In-situ resin flow monitoring in VaRTM process by using optical frequency domain reflectometry and long-gauge FBG sensors

Abstract

The vacuum-assisted resin transfer molding (VaRTM) process has attracted increased attention because of its ability to provide fast production times for large structures while maintaining a high quality. However, the occurrence of process-induced defects during the VaRTM process significantly affects the mechanical properties of the composites, resulting in a decrease in the reliability of the process. Therefore, flow monitoring should be performed during the manufacturing process to eliminate process-induced defects, such as dry spots and unimpregnated areas in the preform.

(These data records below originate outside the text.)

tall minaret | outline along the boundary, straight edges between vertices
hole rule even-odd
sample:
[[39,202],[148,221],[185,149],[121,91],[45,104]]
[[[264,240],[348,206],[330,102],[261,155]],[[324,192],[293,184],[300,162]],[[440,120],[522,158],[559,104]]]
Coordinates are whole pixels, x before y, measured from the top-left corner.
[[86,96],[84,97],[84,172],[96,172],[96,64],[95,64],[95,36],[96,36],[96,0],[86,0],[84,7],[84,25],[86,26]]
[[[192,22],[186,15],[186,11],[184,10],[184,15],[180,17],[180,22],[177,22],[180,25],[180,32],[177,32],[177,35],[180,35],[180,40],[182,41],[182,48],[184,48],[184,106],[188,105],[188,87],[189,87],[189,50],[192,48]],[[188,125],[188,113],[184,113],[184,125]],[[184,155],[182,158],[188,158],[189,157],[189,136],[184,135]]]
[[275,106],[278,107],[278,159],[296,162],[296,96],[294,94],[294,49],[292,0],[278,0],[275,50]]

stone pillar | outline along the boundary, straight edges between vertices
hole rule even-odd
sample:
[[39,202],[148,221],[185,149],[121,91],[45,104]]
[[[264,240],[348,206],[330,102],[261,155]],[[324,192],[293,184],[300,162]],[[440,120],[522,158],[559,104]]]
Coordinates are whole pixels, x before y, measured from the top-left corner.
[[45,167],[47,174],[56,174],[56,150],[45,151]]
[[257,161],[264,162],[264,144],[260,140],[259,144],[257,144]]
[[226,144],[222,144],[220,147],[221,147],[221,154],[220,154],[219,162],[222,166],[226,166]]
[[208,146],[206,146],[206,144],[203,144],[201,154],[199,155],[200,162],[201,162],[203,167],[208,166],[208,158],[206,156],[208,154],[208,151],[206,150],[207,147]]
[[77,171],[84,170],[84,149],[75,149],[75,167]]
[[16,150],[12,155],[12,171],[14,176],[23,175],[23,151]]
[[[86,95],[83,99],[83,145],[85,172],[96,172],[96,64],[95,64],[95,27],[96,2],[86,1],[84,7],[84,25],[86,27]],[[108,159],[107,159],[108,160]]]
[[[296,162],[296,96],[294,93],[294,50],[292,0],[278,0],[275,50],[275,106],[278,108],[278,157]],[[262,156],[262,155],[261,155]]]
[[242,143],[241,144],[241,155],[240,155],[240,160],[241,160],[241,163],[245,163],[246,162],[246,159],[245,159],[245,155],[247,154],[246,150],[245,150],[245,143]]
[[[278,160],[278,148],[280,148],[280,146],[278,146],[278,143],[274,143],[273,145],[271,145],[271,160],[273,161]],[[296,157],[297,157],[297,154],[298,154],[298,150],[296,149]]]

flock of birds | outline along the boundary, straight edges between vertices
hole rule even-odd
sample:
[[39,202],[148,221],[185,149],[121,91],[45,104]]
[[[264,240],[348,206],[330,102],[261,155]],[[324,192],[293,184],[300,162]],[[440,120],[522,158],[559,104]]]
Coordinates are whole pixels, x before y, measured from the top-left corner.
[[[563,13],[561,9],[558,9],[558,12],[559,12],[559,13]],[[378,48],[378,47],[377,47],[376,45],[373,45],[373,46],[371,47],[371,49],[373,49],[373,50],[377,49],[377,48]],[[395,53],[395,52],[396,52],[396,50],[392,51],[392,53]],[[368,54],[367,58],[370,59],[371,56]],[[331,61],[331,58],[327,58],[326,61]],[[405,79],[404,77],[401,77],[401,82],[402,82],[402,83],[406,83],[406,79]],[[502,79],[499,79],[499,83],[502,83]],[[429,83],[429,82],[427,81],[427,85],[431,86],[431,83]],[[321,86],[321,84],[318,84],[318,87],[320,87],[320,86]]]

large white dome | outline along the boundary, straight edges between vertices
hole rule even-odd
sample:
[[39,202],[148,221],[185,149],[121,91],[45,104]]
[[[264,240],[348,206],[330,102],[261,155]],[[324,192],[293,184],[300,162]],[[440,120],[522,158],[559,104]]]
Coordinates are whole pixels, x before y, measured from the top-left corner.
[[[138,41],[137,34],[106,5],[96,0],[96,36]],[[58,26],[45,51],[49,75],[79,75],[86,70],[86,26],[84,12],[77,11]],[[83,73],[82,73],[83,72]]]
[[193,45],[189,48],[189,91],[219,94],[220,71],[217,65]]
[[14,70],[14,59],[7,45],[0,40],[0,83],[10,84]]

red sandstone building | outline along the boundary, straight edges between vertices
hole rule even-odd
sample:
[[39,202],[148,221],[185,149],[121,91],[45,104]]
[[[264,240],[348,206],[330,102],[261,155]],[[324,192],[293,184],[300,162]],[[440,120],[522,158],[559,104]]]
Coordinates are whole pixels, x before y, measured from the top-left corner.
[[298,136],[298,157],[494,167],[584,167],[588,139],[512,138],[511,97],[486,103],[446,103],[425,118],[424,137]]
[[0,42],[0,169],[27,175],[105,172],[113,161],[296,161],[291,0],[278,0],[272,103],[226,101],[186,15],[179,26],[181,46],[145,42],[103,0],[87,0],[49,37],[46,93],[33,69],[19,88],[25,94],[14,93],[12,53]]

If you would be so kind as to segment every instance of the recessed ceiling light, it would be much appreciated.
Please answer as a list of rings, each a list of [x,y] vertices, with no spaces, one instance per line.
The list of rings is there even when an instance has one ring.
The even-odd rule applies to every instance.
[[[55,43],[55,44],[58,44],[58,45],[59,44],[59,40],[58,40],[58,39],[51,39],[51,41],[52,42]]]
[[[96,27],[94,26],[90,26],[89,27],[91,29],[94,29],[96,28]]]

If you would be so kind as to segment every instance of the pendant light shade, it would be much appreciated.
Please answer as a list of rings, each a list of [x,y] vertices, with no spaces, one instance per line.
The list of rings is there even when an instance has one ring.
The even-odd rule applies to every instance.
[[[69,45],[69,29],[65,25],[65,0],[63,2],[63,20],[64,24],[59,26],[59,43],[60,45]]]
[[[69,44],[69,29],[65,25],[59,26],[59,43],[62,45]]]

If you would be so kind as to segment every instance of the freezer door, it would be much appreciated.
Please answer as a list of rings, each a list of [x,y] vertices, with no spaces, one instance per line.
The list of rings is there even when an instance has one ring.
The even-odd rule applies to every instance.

Herein, we report a facile method for monitoring resin flow using a distributed strain sensing method during the VaRTM process. For the distributed strain sensing method, optical frequency domain reflectometry (OFDR) and a long-gauge fiber Bragg grating (FBG) sensor were used simultaneously. To analyze the change in the sensor signal according to the resin impregnation state, the strain along the in-plane direction of the preform during the VaRTM process was investigated through a numerical simulation and compared with the strain change measured by the OFDR system. The strain rate from the FBG sensor showed a positive value in the impregnated region but a negative value in the unimpregnated region, which means that the point at which the reversal of the strain rate occurs is the same as the position of the flow front. Thus, not only the flow front over the entire gauge length but also the approximate position and size of the unimpregnated area were accurately monitored.